Return an int which differs by less than one from the constructive real. Behavior on overflow is undefined.

longValue

public long longValue()

Return a long which differs by less than one from the constructive real. Behavior on overflow is undefined.

doubleValue

public double doubleValue()

Return a double which differs by less than one in the least represented bit from the constructive real.

floatValue

public float floatValue()

Return a float which differs by less than one in the least represented bit from the constructive real.

add

public CR add(CR x)

Add two constructive reals.

shiftLeft

public CR shiftLeft(int n)

Multiply a constructive real by 2**n.

Parameters:

n - shift count, may be negative

shiftRight

public CR shiftRight(int n)

Multiply a constructive real by 2**(-n).

Parameters:

n - shift count, may be negative

assumeInt

public CR assumeInt()

Produce a constructive real equivalent to the original, assuming the original was an integer.
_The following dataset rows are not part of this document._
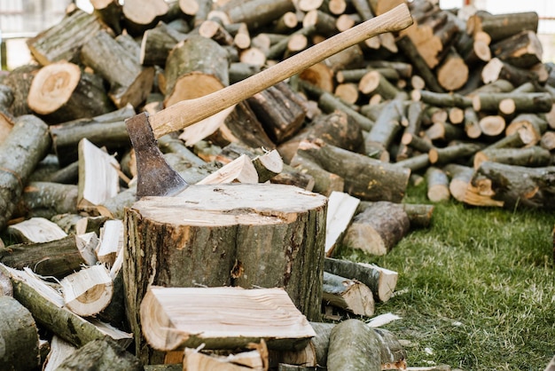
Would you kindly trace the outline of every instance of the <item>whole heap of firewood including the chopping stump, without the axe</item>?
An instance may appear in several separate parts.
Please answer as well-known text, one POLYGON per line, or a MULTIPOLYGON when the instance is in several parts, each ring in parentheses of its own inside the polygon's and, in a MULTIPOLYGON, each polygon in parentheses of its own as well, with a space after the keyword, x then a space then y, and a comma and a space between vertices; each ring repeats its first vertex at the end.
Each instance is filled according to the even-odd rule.
POLYGON ((91 3, 28 40, 33 63, 0 75, 11 369, 407 369, 380 319, 344 320, 372 318, 397 273, 336 259, 336 246, 387 254, 449 198, 555 205, 555 69, 535 12, 412 1, 409 28, 160 136, 192 186, 137 201, 126 119, 404 1, 91 3), (403 203, 420 181, 430 204, 403 203))

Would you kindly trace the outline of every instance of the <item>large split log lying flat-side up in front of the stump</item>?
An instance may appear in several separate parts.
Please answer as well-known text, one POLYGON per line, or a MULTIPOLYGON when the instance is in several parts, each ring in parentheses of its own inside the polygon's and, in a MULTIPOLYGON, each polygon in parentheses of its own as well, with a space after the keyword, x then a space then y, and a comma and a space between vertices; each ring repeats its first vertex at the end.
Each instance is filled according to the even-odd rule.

Undefined results if the original was not an integer. Prevents evaluation of digits to the right of the decimal point, and may thus improve performance.

negate

public CR negate()

The additive inverse of a constructive real

subtract

public CR subtract(CR x)

The difference between two constructive reals

multiply

public CR multiply(CR x)

The product of two constructive reals

inverse

public CR inverse()

The multiplicative inverse of a constructive real. x.inverse() is equivalent to CR.valueOf(1).divide(x).

divide

public CR divide(CR x)

The quotient of two constructive reals.

select

public CR select(CR x,
                 CR y)

The real number x if this < 0, or y otherwise. Requires x = y if this = 0. Since comparisons may diverge, this is often a useful alternative to conditionals.

max

public CR max(CR x)

The maximum of two constructive reals.

min

public CR min(CR x)

The minimum of two constructive reals.

abs

public CR abs()

The absolute value of a constructive reals. Note that this cannot be written as a conditional.

exp

public CR exp()

The exponential function, that is e**this.

cos

public CR cos()

The trigonometric cosine function.

sin

public CR sin()

The trigonometric sine function.

ln

public CR ln()

The natural (base e) logarithm.

sqrt

public CR sqrt()

The square root of a constructive real.